Up front, there’s a lot more material chintz and digital razzle-dazzle about the 7 Series’ cabin ambience than it ever used to trade on – enough to match Mercedes’ equally flashy S-Class – with the controversial, colour-selectable ‘interaction bar’ lighting element competing hardest for your attention. Quite what it looks like (opinions ranged from a layer of molten kryptonite within a continental shelf, to less complimentary sentiments) can be debated. Less subjectively, we found the way that its surface reflects light during the day problematic, since it also carries key secondary controls that can become hard to spot.

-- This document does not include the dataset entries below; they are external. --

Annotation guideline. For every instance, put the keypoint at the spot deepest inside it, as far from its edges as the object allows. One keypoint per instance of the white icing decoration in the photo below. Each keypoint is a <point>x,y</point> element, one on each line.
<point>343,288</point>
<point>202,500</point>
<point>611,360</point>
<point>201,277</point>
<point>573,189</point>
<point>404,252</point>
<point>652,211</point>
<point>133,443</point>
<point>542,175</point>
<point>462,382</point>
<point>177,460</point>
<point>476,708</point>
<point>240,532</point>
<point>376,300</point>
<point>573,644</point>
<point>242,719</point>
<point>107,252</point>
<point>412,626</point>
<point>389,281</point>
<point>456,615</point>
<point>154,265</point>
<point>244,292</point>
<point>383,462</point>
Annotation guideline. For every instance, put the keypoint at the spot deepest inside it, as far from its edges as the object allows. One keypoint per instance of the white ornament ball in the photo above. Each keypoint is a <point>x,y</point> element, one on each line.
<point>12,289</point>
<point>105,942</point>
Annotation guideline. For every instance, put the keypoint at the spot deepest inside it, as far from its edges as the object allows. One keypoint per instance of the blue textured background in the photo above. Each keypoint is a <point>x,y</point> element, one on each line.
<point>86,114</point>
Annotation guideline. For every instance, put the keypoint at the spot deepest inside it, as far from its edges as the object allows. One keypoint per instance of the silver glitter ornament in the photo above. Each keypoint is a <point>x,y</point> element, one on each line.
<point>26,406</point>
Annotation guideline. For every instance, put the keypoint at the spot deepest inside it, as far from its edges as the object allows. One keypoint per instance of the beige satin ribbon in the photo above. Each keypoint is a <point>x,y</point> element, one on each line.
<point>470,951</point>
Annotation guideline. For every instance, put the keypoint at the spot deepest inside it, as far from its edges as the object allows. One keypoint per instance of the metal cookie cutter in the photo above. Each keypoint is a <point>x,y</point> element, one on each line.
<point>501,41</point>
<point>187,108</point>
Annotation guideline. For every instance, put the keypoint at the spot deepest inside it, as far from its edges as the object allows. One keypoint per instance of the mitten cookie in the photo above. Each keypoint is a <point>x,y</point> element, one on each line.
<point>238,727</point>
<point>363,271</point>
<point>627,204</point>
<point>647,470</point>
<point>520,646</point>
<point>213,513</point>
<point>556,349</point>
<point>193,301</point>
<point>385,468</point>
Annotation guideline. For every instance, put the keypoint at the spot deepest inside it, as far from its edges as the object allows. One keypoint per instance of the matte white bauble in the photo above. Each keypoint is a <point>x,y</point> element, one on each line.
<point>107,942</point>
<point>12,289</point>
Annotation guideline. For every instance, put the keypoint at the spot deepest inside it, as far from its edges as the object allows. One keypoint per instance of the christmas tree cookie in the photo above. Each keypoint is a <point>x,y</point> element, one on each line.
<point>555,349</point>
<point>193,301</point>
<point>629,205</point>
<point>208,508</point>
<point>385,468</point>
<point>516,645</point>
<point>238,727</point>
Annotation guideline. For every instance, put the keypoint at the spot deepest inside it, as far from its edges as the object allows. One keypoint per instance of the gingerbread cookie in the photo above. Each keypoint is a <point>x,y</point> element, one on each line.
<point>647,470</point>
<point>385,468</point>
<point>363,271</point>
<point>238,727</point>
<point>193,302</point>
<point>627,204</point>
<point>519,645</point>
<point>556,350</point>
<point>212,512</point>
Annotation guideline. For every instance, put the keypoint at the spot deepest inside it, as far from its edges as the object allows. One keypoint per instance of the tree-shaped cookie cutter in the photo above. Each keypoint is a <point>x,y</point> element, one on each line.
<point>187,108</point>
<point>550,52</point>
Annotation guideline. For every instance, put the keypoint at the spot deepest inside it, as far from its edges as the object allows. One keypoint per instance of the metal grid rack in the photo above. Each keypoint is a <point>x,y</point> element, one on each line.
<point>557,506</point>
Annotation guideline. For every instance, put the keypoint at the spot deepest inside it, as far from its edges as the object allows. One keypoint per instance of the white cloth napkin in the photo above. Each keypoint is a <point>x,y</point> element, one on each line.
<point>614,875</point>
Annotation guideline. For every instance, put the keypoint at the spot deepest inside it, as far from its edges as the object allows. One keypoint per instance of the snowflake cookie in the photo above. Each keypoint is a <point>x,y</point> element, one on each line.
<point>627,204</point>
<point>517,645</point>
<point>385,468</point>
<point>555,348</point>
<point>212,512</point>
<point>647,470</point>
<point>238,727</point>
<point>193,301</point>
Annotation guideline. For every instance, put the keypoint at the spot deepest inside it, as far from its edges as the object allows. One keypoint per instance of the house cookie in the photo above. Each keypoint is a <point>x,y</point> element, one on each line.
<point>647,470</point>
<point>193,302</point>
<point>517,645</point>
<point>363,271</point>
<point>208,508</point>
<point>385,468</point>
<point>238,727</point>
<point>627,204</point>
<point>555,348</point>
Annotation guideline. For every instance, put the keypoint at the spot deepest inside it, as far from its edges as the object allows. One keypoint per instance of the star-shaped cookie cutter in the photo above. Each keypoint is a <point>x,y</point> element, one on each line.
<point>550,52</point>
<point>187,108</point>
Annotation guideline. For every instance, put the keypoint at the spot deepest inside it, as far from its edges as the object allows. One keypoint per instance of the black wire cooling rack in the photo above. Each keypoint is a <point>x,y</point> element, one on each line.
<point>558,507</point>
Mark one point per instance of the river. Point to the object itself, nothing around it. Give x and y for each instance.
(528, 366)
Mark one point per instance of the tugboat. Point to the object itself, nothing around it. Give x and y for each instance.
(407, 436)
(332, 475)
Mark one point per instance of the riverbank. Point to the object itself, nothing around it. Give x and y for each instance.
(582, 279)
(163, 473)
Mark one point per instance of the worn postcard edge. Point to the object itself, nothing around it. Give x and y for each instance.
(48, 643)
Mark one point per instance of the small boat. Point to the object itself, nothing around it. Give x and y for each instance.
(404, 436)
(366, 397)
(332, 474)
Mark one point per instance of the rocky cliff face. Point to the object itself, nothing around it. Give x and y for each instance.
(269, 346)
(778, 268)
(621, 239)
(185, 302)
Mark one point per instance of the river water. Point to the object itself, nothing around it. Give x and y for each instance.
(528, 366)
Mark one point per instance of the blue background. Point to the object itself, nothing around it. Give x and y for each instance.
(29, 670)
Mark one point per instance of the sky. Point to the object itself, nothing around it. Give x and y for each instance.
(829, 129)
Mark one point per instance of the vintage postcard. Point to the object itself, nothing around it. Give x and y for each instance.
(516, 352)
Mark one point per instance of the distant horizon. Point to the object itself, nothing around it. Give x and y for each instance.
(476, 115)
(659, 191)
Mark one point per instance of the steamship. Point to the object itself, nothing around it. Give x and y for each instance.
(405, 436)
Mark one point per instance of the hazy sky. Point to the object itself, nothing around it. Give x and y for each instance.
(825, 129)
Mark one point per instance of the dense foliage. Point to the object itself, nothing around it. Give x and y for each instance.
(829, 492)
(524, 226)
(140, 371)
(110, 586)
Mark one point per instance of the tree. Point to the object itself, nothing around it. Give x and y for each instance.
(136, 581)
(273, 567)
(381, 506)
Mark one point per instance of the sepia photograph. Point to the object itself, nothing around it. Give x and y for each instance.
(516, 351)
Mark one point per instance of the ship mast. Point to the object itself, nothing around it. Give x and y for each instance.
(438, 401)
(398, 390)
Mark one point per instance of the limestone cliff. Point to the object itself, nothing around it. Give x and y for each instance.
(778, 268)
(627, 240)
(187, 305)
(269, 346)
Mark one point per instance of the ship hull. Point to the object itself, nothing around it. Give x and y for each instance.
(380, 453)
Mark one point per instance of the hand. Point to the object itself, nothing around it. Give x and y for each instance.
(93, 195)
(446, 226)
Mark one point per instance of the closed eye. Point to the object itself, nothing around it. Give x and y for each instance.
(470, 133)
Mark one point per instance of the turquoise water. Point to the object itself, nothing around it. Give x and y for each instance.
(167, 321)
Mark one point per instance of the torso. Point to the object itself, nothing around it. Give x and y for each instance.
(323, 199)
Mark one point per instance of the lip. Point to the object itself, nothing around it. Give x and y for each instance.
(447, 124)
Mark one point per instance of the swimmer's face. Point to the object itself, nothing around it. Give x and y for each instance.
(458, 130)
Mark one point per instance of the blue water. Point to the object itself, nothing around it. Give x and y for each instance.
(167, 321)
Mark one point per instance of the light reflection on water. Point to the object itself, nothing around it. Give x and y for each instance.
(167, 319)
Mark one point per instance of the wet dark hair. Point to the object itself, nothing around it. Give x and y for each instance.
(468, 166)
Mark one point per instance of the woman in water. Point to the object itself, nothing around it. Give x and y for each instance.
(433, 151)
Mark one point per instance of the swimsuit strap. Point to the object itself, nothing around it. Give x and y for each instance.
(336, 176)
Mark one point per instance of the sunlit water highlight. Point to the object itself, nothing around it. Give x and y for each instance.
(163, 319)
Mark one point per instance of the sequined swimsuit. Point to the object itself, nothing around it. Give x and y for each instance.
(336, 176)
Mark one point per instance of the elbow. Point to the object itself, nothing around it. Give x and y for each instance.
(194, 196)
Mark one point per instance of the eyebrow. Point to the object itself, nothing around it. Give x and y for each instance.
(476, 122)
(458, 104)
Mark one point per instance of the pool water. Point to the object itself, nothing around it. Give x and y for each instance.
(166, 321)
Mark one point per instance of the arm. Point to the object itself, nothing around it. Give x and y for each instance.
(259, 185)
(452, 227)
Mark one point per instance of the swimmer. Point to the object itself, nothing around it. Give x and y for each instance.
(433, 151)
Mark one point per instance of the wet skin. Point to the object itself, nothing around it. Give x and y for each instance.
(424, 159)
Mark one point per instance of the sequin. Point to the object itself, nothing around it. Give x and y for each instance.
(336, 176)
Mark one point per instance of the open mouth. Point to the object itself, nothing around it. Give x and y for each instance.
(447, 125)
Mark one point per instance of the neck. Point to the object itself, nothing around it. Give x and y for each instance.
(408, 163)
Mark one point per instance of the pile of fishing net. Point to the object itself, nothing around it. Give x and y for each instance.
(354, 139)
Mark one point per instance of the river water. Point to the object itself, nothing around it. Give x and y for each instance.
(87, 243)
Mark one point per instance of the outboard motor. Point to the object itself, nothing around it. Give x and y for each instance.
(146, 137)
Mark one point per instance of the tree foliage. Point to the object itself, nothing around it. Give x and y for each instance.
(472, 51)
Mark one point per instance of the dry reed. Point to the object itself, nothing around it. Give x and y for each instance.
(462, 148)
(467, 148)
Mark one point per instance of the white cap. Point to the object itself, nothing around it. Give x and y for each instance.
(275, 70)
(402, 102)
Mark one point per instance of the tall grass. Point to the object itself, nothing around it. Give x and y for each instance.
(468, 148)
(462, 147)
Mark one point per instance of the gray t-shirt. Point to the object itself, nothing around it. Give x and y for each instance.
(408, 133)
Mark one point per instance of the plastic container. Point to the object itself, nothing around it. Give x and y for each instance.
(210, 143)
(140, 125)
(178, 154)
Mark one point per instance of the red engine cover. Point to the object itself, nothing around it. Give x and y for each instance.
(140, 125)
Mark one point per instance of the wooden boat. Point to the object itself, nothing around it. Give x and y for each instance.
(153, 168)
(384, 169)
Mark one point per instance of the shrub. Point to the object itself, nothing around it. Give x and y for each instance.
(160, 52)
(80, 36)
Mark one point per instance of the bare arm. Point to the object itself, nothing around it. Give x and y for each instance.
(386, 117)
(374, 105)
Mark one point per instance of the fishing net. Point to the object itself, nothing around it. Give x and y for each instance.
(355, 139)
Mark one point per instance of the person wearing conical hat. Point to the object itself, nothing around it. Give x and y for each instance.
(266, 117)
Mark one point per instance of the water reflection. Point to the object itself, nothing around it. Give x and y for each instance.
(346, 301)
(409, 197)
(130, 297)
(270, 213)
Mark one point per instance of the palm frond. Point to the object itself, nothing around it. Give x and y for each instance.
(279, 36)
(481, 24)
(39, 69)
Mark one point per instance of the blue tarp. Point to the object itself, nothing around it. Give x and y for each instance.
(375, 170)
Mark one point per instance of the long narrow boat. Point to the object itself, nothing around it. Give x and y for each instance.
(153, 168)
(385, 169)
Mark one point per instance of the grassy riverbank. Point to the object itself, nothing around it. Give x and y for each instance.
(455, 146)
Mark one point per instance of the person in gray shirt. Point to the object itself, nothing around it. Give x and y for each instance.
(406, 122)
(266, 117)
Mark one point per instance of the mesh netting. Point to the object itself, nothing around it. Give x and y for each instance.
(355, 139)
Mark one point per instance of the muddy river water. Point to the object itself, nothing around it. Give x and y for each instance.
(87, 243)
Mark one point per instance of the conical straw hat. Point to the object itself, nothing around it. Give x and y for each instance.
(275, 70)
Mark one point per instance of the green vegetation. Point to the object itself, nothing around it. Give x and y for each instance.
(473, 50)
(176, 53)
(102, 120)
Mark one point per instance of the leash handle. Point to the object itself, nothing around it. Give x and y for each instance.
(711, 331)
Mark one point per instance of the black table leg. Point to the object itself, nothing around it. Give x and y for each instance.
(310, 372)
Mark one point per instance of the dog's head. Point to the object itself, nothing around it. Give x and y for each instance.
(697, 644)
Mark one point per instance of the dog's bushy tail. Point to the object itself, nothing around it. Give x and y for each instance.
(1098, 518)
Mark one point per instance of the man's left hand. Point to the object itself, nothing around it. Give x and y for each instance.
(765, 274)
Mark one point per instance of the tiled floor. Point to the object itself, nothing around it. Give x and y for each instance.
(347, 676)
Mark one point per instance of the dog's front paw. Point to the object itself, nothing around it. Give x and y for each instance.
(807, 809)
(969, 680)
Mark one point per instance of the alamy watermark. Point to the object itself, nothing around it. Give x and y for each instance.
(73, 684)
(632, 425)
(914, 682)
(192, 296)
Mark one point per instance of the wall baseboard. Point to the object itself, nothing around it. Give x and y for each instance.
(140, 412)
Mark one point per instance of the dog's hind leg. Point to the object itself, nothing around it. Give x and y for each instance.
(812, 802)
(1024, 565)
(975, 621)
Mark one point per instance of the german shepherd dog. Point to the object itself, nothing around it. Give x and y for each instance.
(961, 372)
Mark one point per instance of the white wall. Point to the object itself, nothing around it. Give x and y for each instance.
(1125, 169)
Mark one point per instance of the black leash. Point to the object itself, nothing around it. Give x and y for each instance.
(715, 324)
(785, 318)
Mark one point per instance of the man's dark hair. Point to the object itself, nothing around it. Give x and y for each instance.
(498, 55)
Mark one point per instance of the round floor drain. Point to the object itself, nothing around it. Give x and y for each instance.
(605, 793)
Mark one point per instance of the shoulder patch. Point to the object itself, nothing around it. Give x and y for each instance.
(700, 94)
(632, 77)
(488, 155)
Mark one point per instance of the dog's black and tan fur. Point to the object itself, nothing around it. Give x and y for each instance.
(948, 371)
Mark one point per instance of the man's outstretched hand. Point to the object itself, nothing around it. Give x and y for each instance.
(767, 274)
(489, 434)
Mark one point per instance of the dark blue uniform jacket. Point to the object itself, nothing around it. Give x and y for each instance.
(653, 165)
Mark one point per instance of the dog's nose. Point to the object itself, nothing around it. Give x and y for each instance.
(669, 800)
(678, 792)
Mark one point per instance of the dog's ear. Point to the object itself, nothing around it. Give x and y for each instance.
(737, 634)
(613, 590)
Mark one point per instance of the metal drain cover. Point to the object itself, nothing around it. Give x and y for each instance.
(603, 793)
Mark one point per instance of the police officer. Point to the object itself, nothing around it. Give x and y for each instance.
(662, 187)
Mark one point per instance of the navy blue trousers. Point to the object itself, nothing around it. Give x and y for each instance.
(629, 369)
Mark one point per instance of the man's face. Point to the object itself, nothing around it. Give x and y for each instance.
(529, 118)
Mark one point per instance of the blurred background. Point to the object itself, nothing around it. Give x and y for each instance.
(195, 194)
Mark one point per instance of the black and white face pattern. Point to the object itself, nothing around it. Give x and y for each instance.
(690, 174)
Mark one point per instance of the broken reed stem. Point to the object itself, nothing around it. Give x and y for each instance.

Beneath the glossy attention-grabbing first impression, however, the 7 Series’ cabin has the excellent tactile quality you would expect for the money, and its driving position is excellent, very comfortable and widely adjustable. It’s a fully committed, technologically avant-garde, 21st-century luxury proposition of some ambition, and doesn’t risk selling itself short in any respect.

Multimedia – 4.5 stars

Option up BMW’s 31in, roof-mounted Theatre Screen video console, with its Amazon Prime TV integration, and your VIP passengers in the back should want for nothing as regards entertainment on a long journey.

Up front, BMW’s Live Cockpit Professional infotainment system remains one you can operate either via the screen itself, using the iDrive cursor controller, or by voice command. It has good top-level responsiveness and usability, with a primary nav bar at the foot of the 12.3in screen, a customisable home screen and useful physical menu keys on the centre console. Voice control, for us, was a bit hit and miss in recognising key commands.

The system does seem to have a lot of sub-menu screens, so you find yourself hitting ‘home’ a lot – but thanks to those menu shortcut keys, key ADAS functions are easy to access and disable. Some of the system’s screens can be a little needlessly bright and glare-heavy, but overall it’s an impressive, quite sophisticated set-up.